Regarding the pedal, I have noticed that with my es8. At least in the Kawais, The lack of half damper is related to the pedal model. The one that comes with it is just a switch on and off. Hope that someone can help more.


----------



## Rob (Apr 16, 2021)

I think the OP is right... the DP10 (which I use with my RD64) has the complete 0-127 range. It's the way the FP10 reads the voltage info coming from the pedal that reduces it to three values, 0, 127, and an intermediate one. That said, I think that having even a single half pedal value is better than having none, and moreover I wouldn't trade the keyboard feel for the full ped range. I've been using this piano for two years, the first one took it to gigs and it still has perfectly even keys and behaves as new...


----------



## AbhiGupta (Apr 16, 2021)

TintoL said:


> If I may ask, which other keyboards you were able to try and what you think of the actions please?
> 
> Regarding the pedal, I have noticed that with my es8. At least in the Kawais, The lack of half damper is related to the pedal model. The one that comes with it is just a switch on and off. Hope that someone can help more.


Hi Tinto,

The local stores don't keep fancy keyboards and the Kawai store nearby says it'll take them a month to get the VPC, on pre order (I'll have to pay upfront without even trying it). The same thing with SL88 Grand (with TP40Wood). So given all that, I haven't been able to try many keyboards.

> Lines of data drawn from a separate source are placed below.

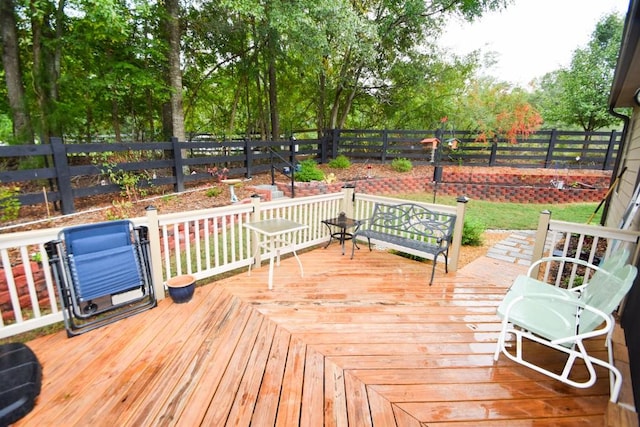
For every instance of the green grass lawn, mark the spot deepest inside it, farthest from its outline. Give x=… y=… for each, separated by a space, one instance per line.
x=515 y=216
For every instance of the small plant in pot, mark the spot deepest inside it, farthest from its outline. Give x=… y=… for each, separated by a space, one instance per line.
x=181 y=288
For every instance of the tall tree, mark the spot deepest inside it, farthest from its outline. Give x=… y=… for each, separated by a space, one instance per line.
x=174 y=69
x=22 y=130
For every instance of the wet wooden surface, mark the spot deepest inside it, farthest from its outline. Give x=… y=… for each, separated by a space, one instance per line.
x=362 y=342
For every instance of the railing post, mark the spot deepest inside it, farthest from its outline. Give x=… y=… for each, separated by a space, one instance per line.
x=335 y=134
x=548 y=161
x=156 y=253
x=255 y=216
x=292 y=149
x=385 y=146
x=610 y=149
x=348 y=192
x=248 y=155
x=63 y=175
x=324 y=148
x=178 y=165
x=454 y=255
x=541 y=237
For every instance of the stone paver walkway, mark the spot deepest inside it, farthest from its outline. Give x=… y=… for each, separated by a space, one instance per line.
x=517 y=248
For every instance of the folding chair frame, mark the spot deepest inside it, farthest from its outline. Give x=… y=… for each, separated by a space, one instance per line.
x=82 y=315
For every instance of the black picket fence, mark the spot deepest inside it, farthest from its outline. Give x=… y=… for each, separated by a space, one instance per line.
x=67 y=172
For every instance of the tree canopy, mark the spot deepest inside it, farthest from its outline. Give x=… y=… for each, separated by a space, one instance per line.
x=133 y=69
x=147 y=70
x=578 y=95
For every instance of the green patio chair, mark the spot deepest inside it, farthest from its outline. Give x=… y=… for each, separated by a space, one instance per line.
x=563 y=319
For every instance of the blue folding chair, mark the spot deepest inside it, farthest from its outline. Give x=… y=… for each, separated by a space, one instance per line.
x=103 y=273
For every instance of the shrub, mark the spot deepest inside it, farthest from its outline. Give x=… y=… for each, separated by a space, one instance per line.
x=340 y=162
x=213 y=192
x=472 y=232
x=401 y=165
x=9 y=203
x=309 y=172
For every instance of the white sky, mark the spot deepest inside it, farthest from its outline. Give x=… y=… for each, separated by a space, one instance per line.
x=531 y=37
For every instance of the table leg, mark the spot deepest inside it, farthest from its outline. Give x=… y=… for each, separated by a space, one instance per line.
x=330 y=235
x=293 y=249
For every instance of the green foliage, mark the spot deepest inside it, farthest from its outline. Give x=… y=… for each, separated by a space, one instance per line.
x=472 y=232
x=9 y=203
x=308 y=172
x=514 y=216
x=213 y=192
x=578 y=95
x=119 y=210
x=325 y=64
x=340 y=162
x=129 y=181
x=401 y=165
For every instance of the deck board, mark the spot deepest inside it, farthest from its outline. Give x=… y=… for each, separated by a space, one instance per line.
x=362 y=342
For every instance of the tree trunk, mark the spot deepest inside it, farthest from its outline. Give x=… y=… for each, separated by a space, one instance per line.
x=22 y=129
x=322 y=87
x=273 y=88
x=175 y=73
x=46 y=61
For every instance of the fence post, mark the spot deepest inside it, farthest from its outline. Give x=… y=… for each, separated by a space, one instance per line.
x=541 y=237
x=63 y=175
x=348 y=191
x=248 y=155
x=156 y=253
x=610 y=149
x=494 y=154
x=548 y=161
x=178 y=165
x=456 y=244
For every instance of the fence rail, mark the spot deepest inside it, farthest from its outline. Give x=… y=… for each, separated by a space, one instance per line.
x=67 y=172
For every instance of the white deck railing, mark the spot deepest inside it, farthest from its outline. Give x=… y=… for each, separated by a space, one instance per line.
x=582 y=241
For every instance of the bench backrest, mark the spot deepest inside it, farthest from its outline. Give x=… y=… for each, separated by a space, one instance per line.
x=412 y=221
x=607 y=288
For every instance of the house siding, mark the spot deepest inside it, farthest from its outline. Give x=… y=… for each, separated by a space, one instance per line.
x=630 y=179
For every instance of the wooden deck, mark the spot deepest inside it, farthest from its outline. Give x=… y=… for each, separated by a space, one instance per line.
x=355 y=342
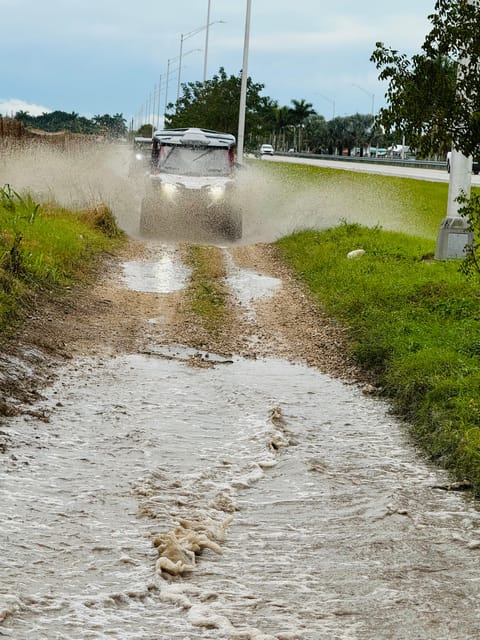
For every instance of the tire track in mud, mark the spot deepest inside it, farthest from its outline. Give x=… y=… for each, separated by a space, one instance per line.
x=322 y=503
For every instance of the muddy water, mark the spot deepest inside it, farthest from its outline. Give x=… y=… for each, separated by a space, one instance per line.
x=338 y=529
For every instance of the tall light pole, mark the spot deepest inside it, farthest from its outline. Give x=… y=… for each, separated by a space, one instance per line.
x=185 y=36
x=332 y=102
x=454 y=233
x=207 y=31
x=369 y=93
x=243 y=87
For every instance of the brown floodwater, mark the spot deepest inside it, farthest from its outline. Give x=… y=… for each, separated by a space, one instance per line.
x=338 y=527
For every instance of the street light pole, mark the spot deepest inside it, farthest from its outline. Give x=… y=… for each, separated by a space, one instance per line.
x=183 y=37
x=454 y=233
x=332 y=102
x=369 y=93
x=207 y=30
x=243 y=87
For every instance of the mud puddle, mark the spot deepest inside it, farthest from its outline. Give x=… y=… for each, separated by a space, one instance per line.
x=337 y=528
x=164 y=274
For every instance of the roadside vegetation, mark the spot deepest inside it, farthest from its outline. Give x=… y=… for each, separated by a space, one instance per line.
x=413 y=322
x=419 y=205
x=46 y=248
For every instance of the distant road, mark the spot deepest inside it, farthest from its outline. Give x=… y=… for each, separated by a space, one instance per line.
x=417 y=173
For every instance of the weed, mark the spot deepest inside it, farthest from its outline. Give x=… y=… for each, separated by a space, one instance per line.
x=413 y=323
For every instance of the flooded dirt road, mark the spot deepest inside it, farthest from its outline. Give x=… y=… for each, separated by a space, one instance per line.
x=315 y=517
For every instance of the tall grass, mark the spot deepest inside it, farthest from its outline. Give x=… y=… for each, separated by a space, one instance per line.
x=44 y=248
x=414 y=323
x=414 y=205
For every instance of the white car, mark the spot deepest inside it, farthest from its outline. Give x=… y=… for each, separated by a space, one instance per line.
x=475 y=164
x=266 y=150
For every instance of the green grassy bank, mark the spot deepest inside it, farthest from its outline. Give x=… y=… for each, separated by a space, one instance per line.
x=45 y=248
x=414 y=322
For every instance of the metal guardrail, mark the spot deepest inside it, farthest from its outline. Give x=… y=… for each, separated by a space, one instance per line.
x=407 y=162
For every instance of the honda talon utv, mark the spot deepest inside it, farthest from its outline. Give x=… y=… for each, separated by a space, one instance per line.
x=191 y=185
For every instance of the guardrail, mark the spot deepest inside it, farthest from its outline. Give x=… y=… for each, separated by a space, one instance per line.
x=407 y=162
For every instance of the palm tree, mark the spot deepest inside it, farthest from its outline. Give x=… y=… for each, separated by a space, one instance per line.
x=300 y=112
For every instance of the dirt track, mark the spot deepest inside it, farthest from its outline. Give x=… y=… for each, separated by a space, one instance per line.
x=104 y=317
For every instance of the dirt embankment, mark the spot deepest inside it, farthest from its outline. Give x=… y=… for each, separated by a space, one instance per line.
x=105 y=317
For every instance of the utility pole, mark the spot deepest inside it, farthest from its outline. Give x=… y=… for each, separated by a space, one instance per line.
x=207 y=30
x=243 y=87
x=454 y=233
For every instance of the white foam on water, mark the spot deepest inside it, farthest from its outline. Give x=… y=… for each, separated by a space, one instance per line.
x=336 y=530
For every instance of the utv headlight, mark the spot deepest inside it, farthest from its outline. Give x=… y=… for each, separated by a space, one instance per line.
x=217 y=193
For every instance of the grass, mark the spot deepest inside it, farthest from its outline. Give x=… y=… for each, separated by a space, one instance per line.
x=208 y=293
x=46 y=248
x=414 y=323
x=394 y=203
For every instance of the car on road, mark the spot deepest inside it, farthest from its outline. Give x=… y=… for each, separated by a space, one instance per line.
x=191 y=185
x=266 y=150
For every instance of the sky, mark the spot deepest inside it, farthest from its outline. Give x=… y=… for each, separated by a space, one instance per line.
x=112 y=56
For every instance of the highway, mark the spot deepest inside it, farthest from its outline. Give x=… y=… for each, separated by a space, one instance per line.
x=417 y=173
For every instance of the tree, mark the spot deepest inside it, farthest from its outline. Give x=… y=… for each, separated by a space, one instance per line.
x=301 y=111
x=434 y=98
x=214 y=104
x=316 y=133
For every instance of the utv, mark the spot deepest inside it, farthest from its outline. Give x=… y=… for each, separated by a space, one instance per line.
x=191 y=185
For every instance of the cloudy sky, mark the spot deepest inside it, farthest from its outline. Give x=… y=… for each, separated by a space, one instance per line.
x=109 y=56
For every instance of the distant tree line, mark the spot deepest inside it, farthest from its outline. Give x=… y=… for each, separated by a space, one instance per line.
x=55 y=121
x=214 y=105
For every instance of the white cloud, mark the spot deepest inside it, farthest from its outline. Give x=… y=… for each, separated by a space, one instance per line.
x=12 y=105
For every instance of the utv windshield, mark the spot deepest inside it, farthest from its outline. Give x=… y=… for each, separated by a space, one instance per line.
x=199 y=161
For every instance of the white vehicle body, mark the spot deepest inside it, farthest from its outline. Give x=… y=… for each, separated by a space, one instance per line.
x=191 y=181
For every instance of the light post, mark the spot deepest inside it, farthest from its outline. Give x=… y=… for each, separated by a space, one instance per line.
x=454 y=233
x=185 y=36
x=369 y=93
x=173 y=71
x=243 y=87
x=372 y=96
x=207 y=31
x=332 y=102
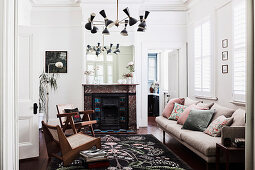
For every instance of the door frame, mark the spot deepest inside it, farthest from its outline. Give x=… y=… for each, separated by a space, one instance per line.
x=8 y=119
x=145 y=48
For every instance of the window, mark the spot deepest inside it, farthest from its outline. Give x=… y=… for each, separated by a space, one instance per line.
x=103 y=64
x=152 y=67
x=202 y=59
x=239 y=50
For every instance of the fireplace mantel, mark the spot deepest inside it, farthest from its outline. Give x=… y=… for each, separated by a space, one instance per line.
x=129 y=90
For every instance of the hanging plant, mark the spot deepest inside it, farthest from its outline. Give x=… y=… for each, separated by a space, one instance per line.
x=46 y=80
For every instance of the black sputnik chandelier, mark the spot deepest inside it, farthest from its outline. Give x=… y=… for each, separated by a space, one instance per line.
x=107 y=23
x=101 y=49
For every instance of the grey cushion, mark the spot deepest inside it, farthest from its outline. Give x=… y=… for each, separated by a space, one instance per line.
x=188 y=101
x=221 y=110
x=202 y=142
x=198 y=120
x=205 y=105
x=175 y=129
x=239 y=118
x=163 y=122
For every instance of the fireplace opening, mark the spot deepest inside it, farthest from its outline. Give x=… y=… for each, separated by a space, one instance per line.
x=110 y=117
x=111 y=111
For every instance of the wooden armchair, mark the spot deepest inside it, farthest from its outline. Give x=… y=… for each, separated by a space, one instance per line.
x=66 y=119
x=69 y=147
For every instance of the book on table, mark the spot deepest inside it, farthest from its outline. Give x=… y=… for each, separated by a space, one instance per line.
x=95 y=158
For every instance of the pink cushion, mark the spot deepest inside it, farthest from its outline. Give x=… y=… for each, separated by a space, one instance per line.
x=170 y=106
x=183 y=117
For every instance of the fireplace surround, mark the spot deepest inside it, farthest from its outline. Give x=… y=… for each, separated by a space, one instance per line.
x=114 y=105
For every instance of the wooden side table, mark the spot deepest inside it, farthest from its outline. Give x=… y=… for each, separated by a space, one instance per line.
x=226 y=151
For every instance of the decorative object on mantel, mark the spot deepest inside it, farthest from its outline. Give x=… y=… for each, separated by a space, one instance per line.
x=100 y=49
x=225 y=43
x=53 y=57
x=47 y=79
x=224 y=55
x=107 y=23
x=131 y=69
x=224 y=69
x=89 y=77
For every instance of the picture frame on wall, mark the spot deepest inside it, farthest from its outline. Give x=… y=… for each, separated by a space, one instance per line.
x=52 y=57
x=225 y=43
x=224 y=55
x=224 y=69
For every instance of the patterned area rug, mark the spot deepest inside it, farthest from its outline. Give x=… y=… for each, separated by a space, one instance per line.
x=131 y=152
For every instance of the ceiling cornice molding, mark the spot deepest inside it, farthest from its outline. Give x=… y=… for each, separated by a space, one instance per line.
x=112 y=1
x=55 y=3
x=164 y=7
x=190 y=3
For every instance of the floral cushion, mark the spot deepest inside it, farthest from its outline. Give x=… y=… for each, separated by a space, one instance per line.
x=170 y=106
x=214 y=129
x=177 y=111
x=183 y=117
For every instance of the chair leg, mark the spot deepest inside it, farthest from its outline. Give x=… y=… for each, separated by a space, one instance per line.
x=92 y=130
x=164 y=137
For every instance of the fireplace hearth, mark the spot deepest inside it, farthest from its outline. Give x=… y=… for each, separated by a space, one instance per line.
x=114 y=105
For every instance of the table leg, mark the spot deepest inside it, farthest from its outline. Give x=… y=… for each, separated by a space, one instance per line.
x=217 y=157
x=227 y=160
x=164 y=137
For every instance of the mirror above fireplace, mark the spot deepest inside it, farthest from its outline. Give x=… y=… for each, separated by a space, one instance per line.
x=109 y=68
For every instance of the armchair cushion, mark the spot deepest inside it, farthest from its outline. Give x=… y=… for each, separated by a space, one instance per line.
x=79 y=139
x=77 y=117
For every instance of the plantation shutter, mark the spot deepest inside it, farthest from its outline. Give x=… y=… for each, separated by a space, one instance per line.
x=202 y=59
x=239 y=50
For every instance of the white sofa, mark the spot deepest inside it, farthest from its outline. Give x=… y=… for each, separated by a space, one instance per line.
x=200 y=143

The ones I did are Yamaha P series, Casio PX series, Roland FP series, Hammer 88 Pro, and Keylab 88. Out of all these, I found the FP to be better when it comes to the keybed. The Yamaha felt decent and had better sound, although did not feel as snappy and responsive. The Casio's action felt a little too light, but it had a better sound.

I also tried digital uprights by Yamaha and Roland, I don't remember the models, but they seemed to be equipped with a better keybed than all of the above. Makes sense, given the price difference.

Thanks for reply!


----------



## AbhiGupta (Apr 16, 2021)

Rob said:


> I think the OP is right... the DP10 (which I use with my RD64) has the complete 0-127 range. It's the way the FP10 reads the voltage info coming from the pedal that reduces it to three values, 0, 127, and an intermediate one. That said, I think that having even a single half pedal value is better than having none, and moreover I wouldn't trade the keyboard feel for the full ped range. I've been using this piano for two years, the first one took it to gigs and it still has perfectly even keys and behaves as new...


Hi Rob, 

I was thinking since I'm already making a new investment, I could perhaps go with the FP30 if it supports continuous pedal. Else I could look into other keyboards in that range.

Thanks for your reply!


----------



## TintoL (Apr 16, 2021)

AbhiGupta said:


> Hi Tinto,
> 
> The local stores don't keep fancy keyboards and the Kawai store nearby says it'll take them a month to get the VPC, on pre order (I'll have to pay upfront without even trying it). The same thing with SL88 Grand (with TP40Wood). So given all that, I haven't been able to try many keyboards.
> 
> ...


This master keyboard hunt is kind of exhausting. And with covid, at least now in Ontario, 
Canada all is closed. So, no testing. Thanks for the info.


----------



## Jiffster (Apr 17, 2021)

you could look at the NI Kontrol S88 - I've found it very nice, albeit a bit too deep for my liking in terms of size.


----------



## quietmind (May 26, 2021)

I have compared my SL88 Grand to the current NI S88 as well as other high end keyboards (Kurtzweil) and enjoy the SL88 a great deal more. The Kawaii is still an unknown to me, and I am curious about it but am more than satisfied currently.


----------



## Jorf88 (May 29, 2021)

quietmind said:


> I have compared my SL88 Grand to the current NI S88 as well as other high end keyboards (Kurtzweil) and enjoy the SL88 a great deal more. The Kawaii is still an unknown to me, and I am curious about it but am more than satisfied currently.


For some clarity:
The NI S88 uses the Fatar TP100/LR. This is the exact same keybed as is in the Studiologic SL88 *studio* and the Arturia Keylab 88.

I have not personally had a change to try them next to each other, but you can surely find many sources stating that they are extremely similar in feel. The TP/100LR is a very heavy keybed, and often described as "slow" or "sticky". The SL88 *grand *is TP/40wood, which is apparently a very nice action. I haven't had the pleasure of playing it.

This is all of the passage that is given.